Sempre que PEDRINHO cometia qualquer arte sua mãe ameaçava contar para o pai, quando chegasse do trabalho. Como qualquer criança levada todo dia apresentava uma nova ladainha, para perturbar o cansado pai.
Com bastante saúde ele jogava bola e, na maioria das vezes quebrava vidraças de janelas dos vizinhos e, devido ao cansaço do trabalho, sem muita paciência o enérgico pai Emanuel pegava o pobre menino e batia muito, apanhava de dar dó, mas deixando de explicar o porquê ele apanhava e, assim ia passando a semana de segunda a domingo. O local não apresentava novidade criativa, por ser cercada de gigantescas arvores que escondiam muitos mistérios, contados pelos mais antigos.

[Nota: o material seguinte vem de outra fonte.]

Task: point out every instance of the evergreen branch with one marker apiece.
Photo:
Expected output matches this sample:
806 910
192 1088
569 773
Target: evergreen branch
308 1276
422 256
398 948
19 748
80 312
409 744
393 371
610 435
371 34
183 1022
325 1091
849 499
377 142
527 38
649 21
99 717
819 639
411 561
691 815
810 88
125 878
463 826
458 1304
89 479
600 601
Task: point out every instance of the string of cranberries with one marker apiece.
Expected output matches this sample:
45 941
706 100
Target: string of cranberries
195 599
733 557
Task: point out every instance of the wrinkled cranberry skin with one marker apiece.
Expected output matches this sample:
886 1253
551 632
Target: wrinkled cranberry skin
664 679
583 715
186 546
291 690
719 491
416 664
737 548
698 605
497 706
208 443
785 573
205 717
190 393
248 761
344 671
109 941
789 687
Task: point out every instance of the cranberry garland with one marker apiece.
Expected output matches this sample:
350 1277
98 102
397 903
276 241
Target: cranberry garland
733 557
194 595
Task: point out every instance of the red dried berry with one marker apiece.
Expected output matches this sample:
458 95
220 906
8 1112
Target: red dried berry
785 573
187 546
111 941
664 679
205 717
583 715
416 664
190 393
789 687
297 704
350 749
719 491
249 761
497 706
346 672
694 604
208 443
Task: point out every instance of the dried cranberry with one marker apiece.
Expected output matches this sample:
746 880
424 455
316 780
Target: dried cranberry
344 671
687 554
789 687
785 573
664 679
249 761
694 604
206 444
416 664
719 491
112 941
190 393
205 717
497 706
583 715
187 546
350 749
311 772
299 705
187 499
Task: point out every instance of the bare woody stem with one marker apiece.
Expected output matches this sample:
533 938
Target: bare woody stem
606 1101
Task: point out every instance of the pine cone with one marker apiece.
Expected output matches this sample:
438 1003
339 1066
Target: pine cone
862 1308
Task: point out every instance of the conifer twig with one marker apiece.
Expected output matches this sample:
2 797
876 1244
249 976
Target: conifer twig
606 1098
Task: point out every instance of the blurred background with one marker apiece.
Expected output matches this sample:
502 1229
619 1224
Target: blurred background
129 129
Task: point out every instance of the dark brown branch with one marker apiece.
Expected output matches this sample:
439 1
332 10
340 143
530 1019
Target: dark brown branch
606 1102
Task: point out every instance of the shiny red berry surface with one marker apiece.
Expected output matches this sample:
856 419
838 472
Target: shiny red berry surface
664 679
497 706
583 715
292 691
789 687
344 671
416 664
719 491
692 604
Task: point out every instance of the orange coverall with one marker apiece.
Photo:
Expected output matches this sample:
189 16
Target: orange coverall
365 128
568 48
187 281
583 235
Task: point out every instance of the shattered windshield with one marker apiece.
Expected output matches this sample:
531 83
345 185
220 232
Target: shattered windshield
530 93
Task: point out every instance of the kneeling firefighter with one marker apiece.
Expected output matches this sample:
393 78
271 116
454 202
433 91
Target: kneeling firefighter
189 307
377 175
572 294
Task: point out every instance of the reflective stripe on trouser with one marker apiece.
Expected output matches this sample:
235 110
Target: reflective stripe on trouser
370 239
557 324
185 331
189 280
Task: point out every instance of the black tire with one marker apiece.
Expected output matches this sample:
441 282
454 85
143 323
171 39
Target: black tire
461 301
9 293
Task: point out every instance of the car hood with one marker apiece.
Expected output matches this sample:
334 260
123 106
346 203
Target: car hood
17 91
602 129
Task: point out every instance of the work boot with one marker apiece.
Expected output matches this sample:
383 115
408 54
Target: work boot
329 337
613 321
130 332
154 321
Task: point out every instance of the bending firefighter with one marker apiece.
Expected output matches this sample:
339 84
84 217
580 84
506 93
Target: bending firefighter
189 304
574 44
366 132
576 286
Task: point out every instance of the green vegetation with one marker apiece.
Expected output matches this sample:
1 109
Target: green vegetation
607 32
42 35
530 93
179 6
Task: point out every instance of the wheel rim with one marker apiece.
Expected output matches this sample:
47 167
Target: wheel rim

Sua mãe, que ficava arrependida de ter contado as travessuras cometidas durante o dia nada podia fazer contra, pois alguém teria de pagar pelo vidro quebrado e era Emanuel, responsável pela educação de torná-lo social. Quando ela achava que as chibatadas eram demais, mesmo sofrendo conseqüências intercedia a favor da criança.
A irmã ROSA, de apenas 08 anos sofria com aquela agonia presente e, sempre ia testemunhando tal judiação com seu único irmão, apanhando como se já fosse adulto. Ele tinha consciência de que o pai tentava ensiná-lo da maneira que aprendera no passado e elas sofriam junto com ele, mas um dia daria um basta e tudo mudaria para melhor.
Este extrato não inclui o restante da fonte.